Acórdão do Supremo Tribunal Administrativo
Processo:061/11
Data do Acordão:03/17/2011
Tribunal:2 SECÇÃO
Relator:ISABEL MARQUES DA SILVA
Descritores:GRADUAÇÃO DE CRÉDITOS
IVA
PRIVILÉGIO CREDITÓRIO
PRIVILÉGIO MOBILIÁRIO
Sumário:Sendo o único bem penhorado na execução um bem imóvel e não gozando o IVA exequendo senão de privilégio mobiliário geral (cfr. a primeira parte do n.º 1 do artigo 736.º do Código Civil), terá de ser graduado a par dos demais créditos exequendos que apenas gozam da garantia que lhes é conferida pela penhora (cfr. o n.º 1 do artigo 822.º do Código Civil), sobre eles não prevalecendo.

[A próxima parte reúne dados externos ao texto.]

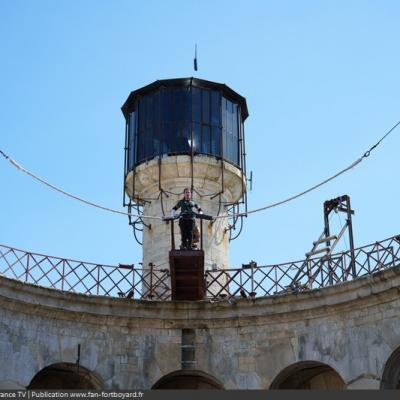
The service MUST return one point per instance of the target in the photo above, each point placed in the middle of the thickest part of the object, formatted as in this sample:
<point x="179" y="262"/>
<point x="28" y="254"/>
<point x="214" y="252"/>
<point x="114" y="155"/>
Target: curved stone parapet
<point x="349" y="331"/>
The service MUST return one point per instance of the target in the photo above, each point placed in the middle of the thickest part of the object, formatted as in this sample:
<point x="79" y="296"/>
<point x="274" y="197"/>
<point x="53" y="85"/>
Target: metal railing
<point x="154" y="284"/>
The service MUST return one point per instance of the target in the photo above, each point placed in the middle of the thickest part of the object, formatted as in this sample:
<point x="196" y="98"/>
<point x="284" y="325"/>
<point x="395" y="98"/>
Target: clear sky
<point x="322" y="84"/>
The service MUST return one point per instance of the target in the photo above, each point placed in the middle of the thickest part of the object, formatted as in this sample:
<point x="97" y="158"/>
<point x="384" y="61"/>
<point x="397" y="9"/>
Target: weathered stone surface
<point x="353" y="328"/>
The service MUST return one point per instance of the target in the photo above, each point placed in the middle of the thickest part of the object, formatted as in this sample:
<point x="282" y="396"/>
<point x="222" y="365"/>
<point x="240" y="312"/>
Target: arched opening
<point x="65" y="376"/>
<point x="308" y="375"/>
<point x="391" y="372"/>
<point x="188" y="379"/>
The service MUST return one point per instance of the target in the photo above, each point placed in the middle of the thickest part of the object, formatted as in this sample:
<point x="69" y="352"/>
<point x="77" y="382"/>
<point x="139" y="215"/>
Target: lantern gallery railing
<point x="153" y="283"/>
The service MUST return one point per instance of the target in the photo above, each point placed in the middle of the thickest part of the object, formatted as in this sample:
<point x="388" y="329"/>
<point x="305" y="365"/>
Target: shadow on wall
<point x="391" y="372"/>
<point x="66" y="376"/>
<point x="308" y="375"/>
<point x="188" y="379"/>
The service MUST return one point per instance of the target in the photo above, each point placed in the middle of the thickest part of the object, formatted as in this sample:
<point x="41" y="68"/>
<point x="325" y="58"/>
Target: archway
<point x="391" y="372"/>
<point x="188" y="379"/>
<point x="65" y="376"/>
<point x="308" y="375"/>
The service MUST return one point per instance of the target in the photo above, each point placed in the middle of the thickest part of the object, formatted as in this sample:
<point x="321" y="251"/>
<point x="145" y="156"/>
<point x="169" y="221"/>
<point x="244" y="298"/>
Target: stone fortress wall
<point x="345" y="336"/>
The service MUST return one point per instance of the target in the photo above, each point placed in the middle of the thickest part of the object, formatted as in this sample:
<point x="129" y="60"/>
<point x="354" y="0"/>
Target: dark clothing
<point x="187" y="226"/>
<point x="186" y="221"/>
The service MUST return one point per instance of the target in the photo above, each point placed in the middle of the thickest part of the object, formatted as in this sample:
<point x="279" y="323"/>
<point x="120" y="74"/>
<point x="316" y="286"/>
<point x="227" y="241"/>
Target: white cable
<point x="19" y="167"/>
<point x="90" y="203"/>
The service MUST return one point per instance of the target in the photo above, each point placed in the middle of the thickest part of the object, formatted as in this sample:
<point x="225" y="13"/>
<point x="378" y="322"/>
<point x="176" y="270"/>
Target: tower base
<point x="187" y="274"/>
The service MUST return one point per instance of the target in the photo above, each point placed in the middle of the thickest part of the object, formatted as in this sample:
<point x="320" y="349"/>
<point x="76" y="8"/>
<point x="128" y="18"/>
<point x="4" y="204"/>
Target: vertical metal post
<point x="201" y="234"/>
<point x="125" y="161"/>
<point x="27" y="269"/>
<point x="172" y="235"/>
<point x="151" y="265"/>
<point x="191" y="137"/>
<point x="327" y="210"/>
<point x="98" y="279"/>
<point x="351" y="240"/>
<point x="63" y="276"/>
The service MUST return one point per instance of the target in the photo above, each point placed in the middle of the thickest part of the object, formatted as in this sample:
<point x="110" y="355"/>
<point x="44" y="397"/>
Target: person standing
<point x="186" y="218"/>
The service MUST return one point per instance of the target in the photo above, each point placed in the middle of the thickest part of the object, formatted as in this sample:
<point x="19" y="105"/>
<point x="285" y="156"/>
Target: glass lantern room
<point x="184" y="116"/>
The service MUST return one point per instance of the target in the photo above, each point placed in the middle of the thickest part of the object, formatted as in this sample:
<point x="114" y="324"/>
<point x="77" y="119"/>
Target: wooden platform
<point x="187" y="274"/>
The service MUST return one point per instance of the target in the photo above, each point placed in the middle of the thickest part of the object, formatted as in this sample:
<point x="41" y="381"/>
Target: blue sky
<point x="321" y="79"/>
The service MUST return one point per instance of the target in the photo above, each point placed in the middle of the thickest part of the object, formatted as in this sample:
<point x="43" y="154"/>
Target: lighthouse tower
<point x="180" y="133"/>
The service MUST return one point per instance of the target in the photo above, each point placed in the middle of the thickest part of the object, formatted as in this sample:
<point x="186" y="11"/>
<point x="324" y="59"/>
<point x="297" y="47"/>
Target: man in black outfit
<point x="186" y="219"/>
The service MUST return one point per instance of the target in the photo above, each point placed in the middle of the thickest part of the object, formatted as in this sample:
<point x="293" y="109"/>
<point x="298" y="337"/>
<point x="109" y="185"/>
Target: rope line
<point x="279" y="203"/>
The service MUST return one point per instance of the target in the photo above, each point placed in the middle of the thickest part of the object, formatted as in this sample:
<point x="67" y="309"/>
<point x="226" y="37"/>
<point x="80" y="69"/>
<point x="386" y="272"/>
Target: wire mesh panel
<point x="155" y="284"/>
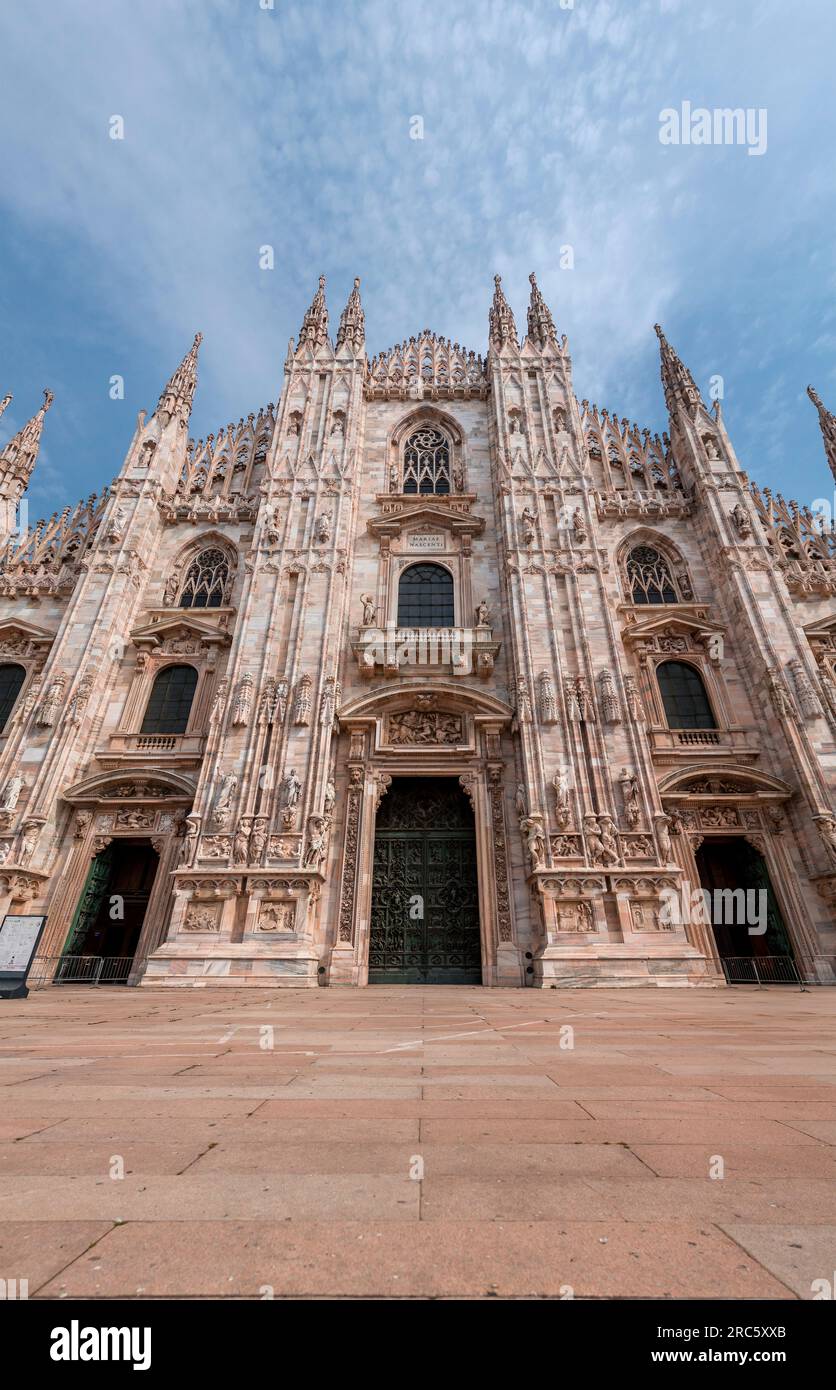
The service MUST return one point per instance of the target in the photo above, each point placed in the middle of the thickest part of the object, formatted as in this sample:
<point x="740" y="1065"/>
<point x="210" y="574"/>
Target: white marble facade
<point x="541" y="698"/>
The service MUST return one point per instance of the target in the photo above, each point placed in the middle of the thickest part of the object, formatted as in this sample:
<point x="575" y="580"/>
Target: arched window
<point x="426" y="462"/>
<point x="683" y="697"/>
<point x="11" y="679"/>
<point x="648" y="577"/>
<point x="171" y="699"/>
<point x="206" y="580"/>
<point x="426" y="597"/>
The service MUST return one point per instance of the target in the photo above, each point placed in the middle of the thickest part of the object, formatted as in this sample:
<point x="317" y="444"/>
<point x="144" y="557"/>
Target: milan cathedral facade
<point x="429" y="673"/>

Nº Convencional:JSTA000P12715
Nº do Documento:SA220110317061
Recorrente:MP
Recorrido 1:A... , FAZENDA PÚBLICA E OUTROS
Aditamento:
Texto Integral: Acordam na Secção de Contencioso Tributário do Supremo Tribunal Administrativo:
- Relatório -
1 – O Ministério Público recorre para este Supremo Tribunal da sentença do Tribunal Administrativo e Fiscal de Coimbra, de 18 de Outubro de 2010, tal como rectificada por despacho de 21 de Outubro de 2010 (a fls. 63 e 64 dos autos), na parte em que graduou em 3.º lugar, precedendo os demais montantes do crédito exequendo IRS de 2004 e coimas, garantidos pela penhora, incluindo os juros, o crédito exequendo de IVA de 2005 e 2006, por gozar de privilégio mobiliário geral, sem qualquer limite temporal e juros.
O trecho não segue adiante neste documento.